Pour poursuivre plus efficacement les GPG, la production de GPG doit donc être encouragée pour les pays emprunteurs, par ex. sous forme de fonds supplémentaires ou de meilleures conditions de faveur. Il n’est pas surprenant que la part du lion des fonds liés au GPG et aux crises mobilisés par la Banque mondiale ne provienne pas des ressources propres de la Banque mondiale, mais plutôt des Fonds fiduciaires financés par les donateurs. Il existe différentes options pour surmonter cette lacune en ajustant le modèle économique de la Banque mondiale. L’une d’elles consisterait à s’appuyer sur la Fenêtre de réponse aux crises existante de son Association internationale de développement (IDA). Il pourrait être créé en tant que Fonds autonome, ouvert à tous les pays emprunteurs, avec ses propres mécanismes d’allocation et conditions de financement, et avec une adaptation de la structure de gouvernance. Par exemple, il pourrait également être ouvert à d’autres donateurs, tels que des institutions philanthropiques ou la Commission européenne. Ce nouveau guichet pourrait être fusionné avec le « Guichet Mondial des Biens Publics » qui a été récemment mis en place dans le cadre de l’augmentation de capital de la Banque et qui est financé par des ressources internes (résultat net).
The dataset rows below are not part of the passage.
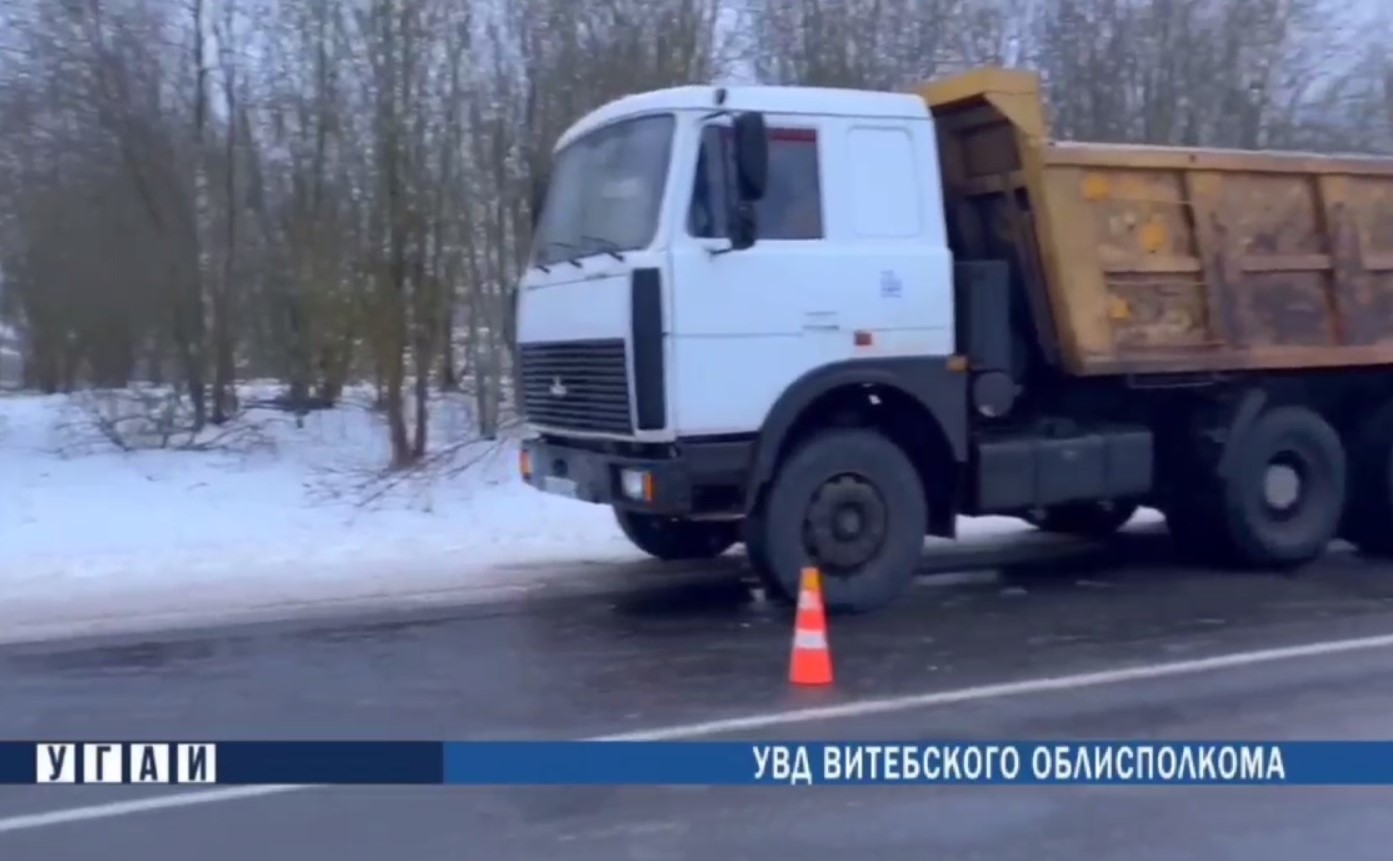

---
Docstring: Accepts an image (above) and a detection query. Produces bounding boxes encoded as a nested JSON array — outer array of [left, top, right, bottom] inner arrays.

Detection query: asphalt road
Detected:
[[0, 536, 1393, 861]]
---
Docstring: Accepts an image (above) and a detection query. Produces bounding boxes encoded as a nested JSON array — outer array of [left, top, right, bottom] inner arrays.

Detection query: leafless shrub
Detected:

En outre, l’efficacité de la réaction de crise dépend beaucoup de la mesure dans laquelle les nombreuses mesures de soutien individuelles suivent une approche cohérente et cohérente. Le « système d’aide » international est déjà assez fragmenté. La pression du temps due à la nécessité d’une réaction rapide nuit très probablement à une réponse cohérente et efficace. Dans ce contexte, les institutions multilatérales, en particulier le Groupe de la Banque mondiale, doivent jouer un rôle important en aidant à aligner tous les soutiens sur des approches et des priorités communes. Ils ont le pouvoir d’identifier les interventions prioritaires (sur la base des évaluations des besoins par l’OMS dans le cas de la crise actuelle), d’organiser les achats groupés et de suggérer des programmes concrets, qui peuvent servir de plates-formes ouvertes au cofinancement par d’autres donateurs. D’autres donateurs devraient alors être prêts à se joindre à eux et à aligner leur propre soutien.
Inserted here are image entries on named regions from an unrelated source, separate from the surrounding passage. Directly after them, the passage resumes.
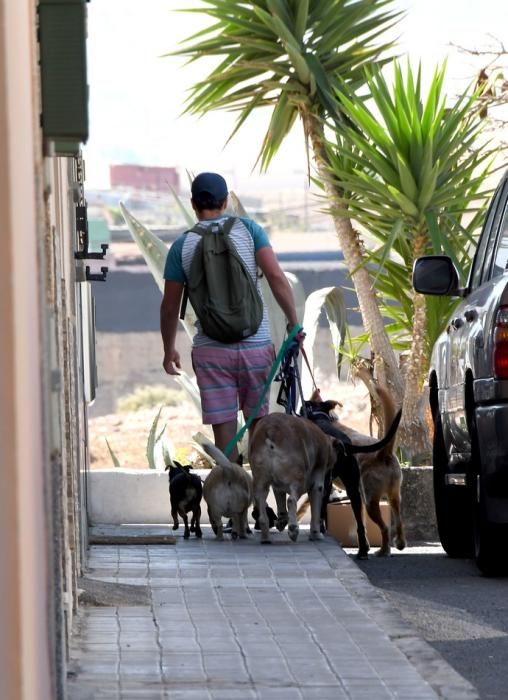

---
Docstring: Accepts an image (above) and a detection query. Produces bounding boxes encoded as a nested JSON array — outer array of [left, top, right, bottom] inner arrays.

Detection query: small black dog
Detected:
[[166, 461, 203, 539]]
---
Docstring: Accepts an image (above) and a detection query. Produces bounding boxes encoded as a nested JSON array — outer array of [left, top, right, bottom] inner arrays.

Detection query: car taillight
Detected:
[[494, 306, 508, 379]]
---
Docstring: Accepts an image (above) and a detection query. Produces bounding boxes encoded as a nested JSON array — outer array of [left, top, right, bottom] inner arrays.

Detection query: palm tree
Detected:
[[172, 0, 403, 403], [328, 62, 492, 462]]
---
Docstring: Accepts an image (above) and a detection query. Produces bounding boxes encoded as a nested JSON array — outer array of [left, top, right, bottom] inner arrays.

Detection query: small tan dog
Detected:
[[300, 384, 406, 556], [200, 437, 252, 540], [248, 413, 342, 544]]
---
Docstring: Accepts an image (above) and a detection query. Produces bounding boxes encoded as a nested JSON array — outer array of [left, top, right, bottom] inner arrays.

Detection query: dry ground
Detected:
[[89, 329, 370, 469]]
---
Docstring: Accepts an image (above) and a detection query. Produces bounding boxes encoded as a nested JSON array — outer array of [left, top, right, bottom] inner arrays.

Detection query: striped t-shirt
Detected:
[[164, 216, 272, 347]]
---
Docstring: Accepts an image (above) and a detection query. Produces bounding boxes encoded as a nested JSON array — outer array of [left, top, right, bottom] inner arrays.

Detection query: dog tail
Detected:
[[194, 433, 238, 478], [296, 493, 310, 522], [376, 384, 401, 458], [350, 404, 402, 457]]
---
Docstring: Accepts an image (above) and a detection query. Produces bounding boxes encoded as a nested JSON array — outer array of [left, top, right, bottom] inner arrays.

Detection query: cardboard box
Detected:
[[327, 500, 391, 547]]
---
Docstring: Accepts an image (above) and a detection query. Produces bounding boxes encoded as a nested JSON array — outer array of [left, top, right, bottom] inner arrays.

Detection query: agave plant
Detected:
[[170, 0, 403, 400], [328, 62, 492, 458]]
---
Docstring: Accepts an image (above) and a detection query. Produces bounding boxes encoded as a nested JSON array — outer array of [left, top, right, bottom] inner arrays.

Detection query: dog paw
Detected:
[[288, 525, 300, 542], [275, 517, 288, 532]]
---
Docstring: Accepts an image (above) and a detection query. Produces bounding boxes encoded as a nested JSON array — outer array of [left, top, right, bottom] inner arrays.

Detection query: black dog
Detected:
[[166, 461, 203, 539], [302, 401, 402, 559]]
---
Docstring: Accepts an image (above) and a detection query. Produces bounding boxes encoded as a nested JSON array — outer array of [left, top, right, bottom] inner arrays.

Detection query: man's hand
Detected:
[[162, 350, 182, 374], [286, 323, 306, 348]]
Enfin, étant donné que le commerce illégal d’espèces sauvages agit comme de grandes bandes transporteuses pour les agents pathogènes, il est primordial de travailler à une interdiction rapide de tout commerce d’espèces sauvages pour la consommation dans le cadre d’une réponse à plus long terme à cette pandémie et à d’éventuelles pandémies futures. L’inversion de la tendance à la perte de biodiversité et à la perte d’habitats naturels devrait déjà figurer en tête de l’agenda mondial, et la prochaine Conférence des Nations Unies sur la biodiversité – malheureusement reportée jusqu’à nouvel ordre – offrira une opportunité importante à cet égard.
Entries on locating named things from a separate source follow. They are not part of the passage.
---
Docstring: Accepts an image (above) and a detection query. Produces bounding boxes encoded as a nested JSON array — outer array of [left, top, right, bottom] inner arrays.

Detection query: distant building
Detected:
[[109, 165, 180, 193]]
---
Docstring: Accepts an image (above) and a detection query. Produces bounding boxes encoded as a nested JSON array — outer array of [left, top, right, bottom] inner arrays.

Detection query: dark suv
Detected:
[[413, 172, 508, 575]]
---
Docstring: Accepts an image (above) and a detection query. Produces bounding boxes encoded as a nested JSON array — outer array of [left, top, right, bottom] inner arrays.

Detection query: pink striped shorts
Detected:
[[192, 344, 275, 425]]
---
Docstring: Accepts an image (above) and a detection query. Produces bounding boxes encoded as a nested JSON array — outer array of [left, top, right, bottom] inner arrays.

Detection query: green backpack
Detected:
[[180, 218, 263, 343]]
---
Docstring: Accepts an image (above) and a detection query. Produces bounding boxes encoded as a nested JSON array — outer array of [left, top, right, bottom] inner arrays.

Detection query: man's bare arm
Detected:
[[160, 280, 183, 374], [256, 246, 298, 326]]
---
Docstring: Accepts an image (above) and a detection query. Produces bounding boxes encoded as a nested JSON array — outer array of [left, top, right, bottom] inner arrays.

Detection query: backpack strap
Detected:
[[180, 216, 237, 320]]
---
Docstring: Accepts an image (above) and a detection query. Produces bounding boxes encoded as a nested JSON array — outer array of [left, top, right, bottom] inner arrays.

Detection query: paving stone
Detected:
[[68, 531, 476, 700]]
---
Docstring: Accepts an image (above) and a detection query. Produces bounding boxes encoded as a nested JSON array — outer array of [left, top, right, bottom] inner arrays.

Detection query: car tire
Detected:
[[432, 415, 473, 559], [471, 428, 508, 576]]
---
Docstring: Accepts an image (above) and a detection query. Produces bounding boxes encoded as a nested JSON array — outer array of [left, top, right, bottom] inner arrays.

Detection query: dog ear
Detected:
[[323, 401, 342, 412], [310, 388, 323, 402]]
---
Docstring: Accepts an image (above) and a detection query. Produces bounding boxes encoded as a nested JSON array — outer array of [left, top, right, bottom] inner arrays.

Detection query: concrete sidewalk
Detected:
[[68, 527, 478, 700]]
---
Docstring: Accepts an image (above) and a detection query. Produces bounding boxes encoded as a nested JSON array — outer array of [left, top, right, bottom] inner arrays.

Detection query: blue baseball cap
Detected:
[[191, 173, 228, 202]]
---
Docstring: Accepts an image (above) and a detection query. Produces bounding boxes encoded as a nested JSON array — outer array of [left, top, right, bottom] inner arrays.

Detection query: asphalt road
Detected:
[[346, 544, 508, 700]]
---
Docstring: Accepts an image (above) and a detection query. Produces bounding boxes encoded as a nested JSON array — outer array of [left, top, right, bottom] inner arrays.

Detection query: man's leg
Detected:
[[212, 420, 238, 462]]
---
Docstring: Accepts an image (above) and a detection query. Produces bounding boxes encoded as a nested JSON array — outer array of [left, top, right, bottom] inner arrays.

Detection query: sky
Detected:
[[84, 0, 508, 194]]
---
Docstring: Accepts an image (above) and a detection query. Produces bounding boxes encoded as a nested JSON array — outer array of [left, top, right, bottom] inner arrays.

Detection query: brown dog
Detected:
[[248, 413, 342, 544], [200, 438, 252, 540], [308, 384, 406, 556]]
Jürgen Zattler est le Directeur exécutif du Groupe de la Banque mondiale représentant l’Allemagne depuis mai 2017. Les déclarations faites dans cet article reflètent le point de vue personnel de l’auteur. En réponse à la pandémie de coronavirus, CGD invitera occasionnellement des voix indépendantes sur son blog pour partager des perspectives, des analyses ou des recherches.